Sources outside of the government say that Pakistan’s economy had a “solid macroeconomic recovery (within)… five years.” Given Pakistan’s low level of growth, the long-term outlook was still uncertain, but the medium-term outlook for creating jobs and reducing poverty was the best it had been in more than a decade. Since 2001, the amount of people living in poverty has gone down by 10%, and Islamabad has slowly increased spending on development, including a 52% real increase in the budget for development in FY07, which was a step that needed to be taken to fix the underdevelopment of its social sector as a whole. The fiscal imbalance seemed to be manageable. It was caused by chronically low tax collections and increased spending, such as the costs of rebuilding after the earthquake in October 2005.. In 2004 and 2006, the growth of GDP stayed between 6 and 8 percent. This was due to growth in the industry and service sectors. The biggest threat to the economy was still inflation, which jumped to more than 9% in 2005 and then went down to 7.9% in 2006. The central bank tried to keep growth going by making money tighter and raising interest rates in 2006. The steady money that workers sent home from abroad ($10.95 billion in 2005) helped the country’s foreign exchange savings.

In the defence area, too, steps were taken to get cooperation going again. In July 2002, the US said it would sell six cargo planes to Pakistan. This would be the first big military sale between the two countries since 1990. Six planes, equipment, services, and training sites were part of the $75 million deal. “The proposed sale will (improve) the United States’ foreign policy and national security,” the Pentagon said in defence of the move. Pakistan would be able to help the US-led military operation against the Taliban and Osama bin Laden’s Al Qaeda network more if it had these planes.

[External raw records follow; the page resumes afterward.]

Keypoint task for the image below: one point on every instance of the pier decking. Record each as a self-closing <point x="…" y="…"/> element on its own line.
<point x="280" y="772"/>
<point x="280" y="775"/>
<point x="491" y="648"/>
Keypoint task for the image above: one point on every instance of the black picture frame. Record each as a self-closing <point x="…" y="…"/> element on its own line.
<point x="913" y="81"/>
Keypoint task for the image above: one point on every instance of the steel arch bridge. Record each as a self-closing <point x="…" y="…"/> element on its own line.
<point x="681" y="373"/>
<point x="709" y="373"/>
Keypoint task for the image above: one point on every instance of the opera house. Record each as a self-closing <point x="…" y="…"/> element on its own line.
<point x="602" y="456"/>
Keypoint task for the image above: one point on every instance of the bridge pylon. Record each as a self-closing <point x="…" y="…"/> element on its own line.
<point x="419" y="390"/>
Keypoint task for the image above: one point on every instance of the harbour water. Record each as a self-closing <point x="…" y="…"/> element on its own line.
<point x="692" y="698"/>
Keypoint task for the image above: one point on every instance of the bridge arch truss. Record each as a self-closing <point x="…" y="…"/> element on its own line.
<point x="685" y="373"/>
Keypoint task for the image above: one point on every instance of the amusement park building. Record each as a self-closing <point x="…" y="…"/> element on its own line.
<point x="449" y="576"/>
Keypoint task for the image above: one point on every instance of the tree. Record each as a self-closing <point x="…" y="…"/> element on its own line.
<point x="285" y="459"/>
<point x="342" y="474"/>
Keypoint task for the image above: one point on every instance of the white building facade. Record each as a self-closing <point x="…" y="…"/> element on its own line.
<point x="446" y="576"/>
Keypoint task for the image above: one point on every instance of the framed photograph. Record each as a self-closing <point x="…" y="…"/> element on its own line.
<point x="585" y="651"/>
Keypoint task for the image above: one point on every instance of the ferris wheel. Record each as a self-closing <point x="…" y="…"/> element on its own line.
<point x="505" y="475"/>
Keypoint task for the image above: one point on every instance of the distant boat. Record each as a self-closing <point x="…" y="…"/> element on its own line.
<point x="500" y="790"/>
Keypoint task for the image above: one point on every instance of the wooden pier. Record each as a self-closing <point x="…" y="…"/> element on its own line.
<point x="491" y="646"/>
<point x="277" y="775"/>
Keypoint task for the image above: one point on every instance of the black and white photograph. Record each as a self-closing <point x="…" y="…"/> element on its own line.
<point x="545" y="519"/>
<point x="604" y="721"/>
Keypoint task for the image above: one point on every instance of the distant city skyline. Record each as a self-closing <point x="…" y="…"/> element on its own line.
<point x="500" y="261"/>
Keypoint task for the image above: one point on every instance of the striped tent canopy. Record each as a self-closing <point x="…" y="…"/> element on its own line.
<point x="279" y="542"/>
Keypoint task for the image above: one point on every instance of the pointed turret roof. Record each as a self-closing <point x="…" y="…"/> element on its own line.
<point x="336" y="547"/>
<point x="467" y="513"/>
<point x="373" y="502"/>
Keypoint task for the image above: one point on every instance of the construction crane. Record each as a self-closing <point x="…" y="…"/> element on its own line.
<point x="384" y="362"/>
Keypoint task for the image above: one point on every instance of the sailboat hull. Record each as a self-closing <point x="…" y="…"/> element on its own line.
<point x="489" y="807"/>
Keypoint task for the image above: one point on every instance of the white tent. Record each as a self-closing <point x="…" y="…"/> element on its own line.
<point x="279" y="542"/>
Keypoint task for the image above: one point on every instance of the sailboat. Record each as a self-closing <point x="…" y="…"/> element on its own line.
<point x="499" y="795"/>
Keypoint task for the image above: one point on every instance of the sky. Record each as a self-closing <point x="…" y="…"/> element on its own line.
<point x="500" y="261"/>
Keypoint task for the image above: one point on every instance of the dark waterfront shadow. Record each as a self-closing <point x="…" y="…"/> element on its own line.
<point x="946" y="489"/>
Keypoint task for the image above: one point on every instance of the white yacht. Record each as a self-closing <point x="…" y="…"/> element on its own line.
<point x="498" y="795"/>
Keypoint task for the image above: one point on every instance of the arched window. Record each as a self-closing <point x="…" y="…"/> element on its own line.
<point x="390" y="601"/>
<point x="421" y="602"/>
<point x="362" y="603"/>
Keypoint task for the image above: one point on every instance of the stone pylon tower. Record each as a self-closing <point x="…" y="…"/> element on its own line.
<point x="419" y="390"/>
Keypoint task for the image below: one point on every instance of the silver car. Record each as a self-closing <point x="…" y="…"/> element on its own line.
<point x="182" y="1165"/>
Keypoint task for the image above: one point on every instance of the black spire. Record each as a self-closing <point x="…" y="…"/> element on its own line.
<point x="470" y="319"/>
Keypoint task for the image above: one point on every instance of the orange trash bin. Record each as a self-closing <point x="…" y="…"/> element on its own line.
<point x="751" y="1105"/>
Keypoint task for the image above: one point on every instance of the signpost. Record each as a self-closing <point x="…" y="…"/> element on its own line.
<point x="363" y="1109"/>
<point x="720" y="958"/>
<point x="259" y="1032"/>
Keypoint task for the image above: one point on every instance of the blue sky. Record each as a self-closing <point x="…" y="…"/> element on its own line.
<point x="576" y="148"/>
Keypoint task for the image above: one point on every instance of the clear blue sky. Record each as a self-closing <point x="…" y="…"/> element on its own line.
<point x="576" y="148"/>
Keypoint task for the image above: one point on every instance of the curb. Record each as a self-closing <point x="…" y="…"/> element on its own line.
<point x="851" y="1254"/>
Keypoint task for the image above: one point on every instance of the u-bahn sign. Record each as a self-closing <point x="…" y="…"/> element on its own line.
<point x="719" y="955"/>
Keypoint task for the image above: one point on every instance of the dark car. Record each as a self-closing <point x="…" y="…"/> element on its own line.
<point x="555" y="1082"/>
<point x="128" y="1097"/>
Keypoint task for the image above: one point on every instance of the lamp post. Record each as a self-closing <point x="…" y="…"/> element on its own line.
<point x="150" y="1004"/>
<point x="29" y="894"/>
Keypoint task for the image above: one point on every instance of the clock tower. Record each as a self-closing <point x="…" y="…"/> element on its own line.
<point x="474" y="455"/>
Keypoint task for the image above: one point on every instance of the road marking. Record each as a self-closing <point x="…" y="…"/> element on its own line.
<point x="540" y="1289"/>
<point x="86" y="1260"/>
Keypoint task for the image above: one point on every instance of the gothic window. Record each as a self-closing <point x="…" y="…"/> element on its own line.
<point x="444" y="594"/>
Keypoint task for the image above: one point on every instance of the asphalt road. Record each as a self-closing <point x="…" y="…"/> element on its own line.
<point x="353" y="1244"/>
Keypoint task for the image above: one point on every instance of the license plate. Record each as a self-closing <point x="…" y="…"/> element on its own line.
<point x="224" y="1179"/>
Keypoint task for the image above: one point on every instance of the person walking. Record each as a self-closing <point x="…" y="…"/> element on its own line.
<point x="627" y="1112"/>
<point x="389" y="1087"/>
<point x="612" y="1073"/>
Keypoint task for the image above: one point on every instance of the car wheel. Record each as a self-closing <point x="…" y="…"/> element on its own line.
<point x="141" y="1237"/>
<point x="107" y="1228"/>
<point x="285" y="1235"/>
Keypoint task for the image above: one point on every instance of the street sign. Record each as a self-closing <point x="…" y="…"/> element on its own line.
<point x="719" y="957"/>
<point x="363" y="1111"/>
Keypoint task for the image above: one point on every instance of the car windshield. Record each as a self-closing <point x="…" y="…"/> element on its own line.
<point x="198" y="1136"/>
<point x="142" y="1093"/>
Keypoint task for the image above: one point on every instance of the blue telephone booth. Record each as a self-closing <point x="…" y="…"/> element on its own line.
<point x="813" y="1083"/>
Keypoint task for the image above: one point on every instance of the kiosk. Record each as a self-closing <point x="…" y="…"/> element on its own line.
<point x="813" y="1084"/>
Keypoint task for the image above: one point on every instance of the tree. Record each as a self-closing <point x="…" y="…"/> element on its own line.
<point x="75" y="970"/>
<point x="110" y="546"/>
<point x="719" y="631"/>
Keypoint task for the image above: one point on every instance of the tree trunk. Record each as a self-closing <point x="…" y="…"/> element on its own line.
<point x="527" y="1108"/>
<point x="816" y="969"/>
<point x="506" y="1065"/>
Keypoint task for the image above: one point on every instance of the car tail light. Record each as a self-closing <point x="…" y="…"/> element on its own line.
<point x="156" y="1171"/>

Within five years, the wheel went all the way around, bringing back memories of how things were during the height of the Afghan Jehad. Pakistan was named one of the US’s most important non-NATO allies. The Defence Security Cooperation Agency told Congress on June 28, 2006, that it planned to give Pakistan a $5.1 billion Foreign Military Sales package to update the F-16s, which were the best fighters in the PAF. The US company Lockheed Martin was given a $ 144 million deal to start making 18 F-16C/Ds for Pakistan. The project was supposed to be finished by November 2010. Conformal fuel tanks, helmet-mounted cueing systems, Link 16 data links, and electronic warfare tools were all part of the package. 500 Raytheon AIM-120C5, 200 AIM-9M Sidewinder air-to-air missiles, and 2,100 precision-guided bombs were part of a $650 million deal for weapons.

In December 2006, Pakistan Air Force and Tusas Aerospace Industries of Turkey signed an agreement to update up to 32 F-16A/Bs. Also, the Pentagon told Congress that it might sell three P-3 planes with airborne early warning systems (AWACS) worth $855 million to Pakistan. “Pakistan plans to use the planes with the E-2C Hawkeye Airborne Early Warning System for its naval forces,” says the Pentagon. Pakistan would be better able to stop terrorists and drug dealers from entering or leaving the country with the help of the updated planes.

Pakistan did get more money and better weapons because of the gift. But in exchange, it had to help the US-led International Security Assistance Force (ISAF) fight the Taliban and Al-Qaida in Afghanistan without any conditions. It did this, which more than made up for what it lost.